Davies is working again with designer Bunny Christie. Her set offers the first glimpse that this is something different: there’s no trace of quaint dacha here and not a samovar in sight (for that, you have to nip into the National’s bookshop for a particularly twee display), a set is a huge barn of a place, that really is dilapidated, whose owners are in dire financial straits.
Andrew Upton joins the team again with a text that is wilfully modern. Every effort has been made to make Chekhov’s story of the landowning Ranyevskaya seem contemporary. It will certainly jar on some ears. Maybe in our credit- crunched times her poverty rings a chord, but Ranyevskaya isn’t a member of the squeezed middle. She’s a frightful snob, yet her obstinate refusal to recognise the reality of her situation is conveyed with charm by Zoe Wanamaker.
There is little sense of Ranyevskaya’s journey in this production. Like her brother Gaev (James Laurenson) she seems little aware of the times she is living in. A sense of history that Chekov certainly saw as a theme of his work is diluted, the production seems more immediate and less didactic, but it’s a trade off that is debateable.
Wanamaker’s performance is generous, allowing the other characters to shine out: stories of lovers of different ages and status, all given equal weight, bring out the plays rich complexity. Kenneth Cranham is a truly revolting Firs, playing with Emily Taaffe’s Dunyasha with great cruelty. Mark Bonnar is convincing as Petya Tromfimov, one of those scholastic characters Russian dramatists love that are so difficult to perform; his impassioned relationship with Anya (Charity Wakefield) is a highlight of the evening.
Lopakhin, the merchant whose capitalism is so much at the core of The Cherry Orchard’s historic concerns, is played by Conleth Hill with passion.
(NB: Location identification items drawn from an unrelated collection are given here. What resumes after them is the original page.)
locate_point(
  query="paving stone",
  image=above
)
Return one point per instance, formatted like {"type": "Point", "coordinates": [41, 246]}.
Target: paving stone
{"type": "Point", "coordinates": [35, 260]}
Hill is perfectly farouche and, if not quite believable as the businessman who could save the estate, his fragility makes his the most moving performance of the night.
All the casts’ performances are mobile, running around in a play that is usually static. The party scene is particularly raucous. These Russians know how to live it up but, of course, not how to live. The pain as they all try to find a place for themselves in their changing world easily transcends historical circumstance. Davies preserves the philosophical dilemma at the heart of The Cherry Orchard while presenting it with fresh eyes.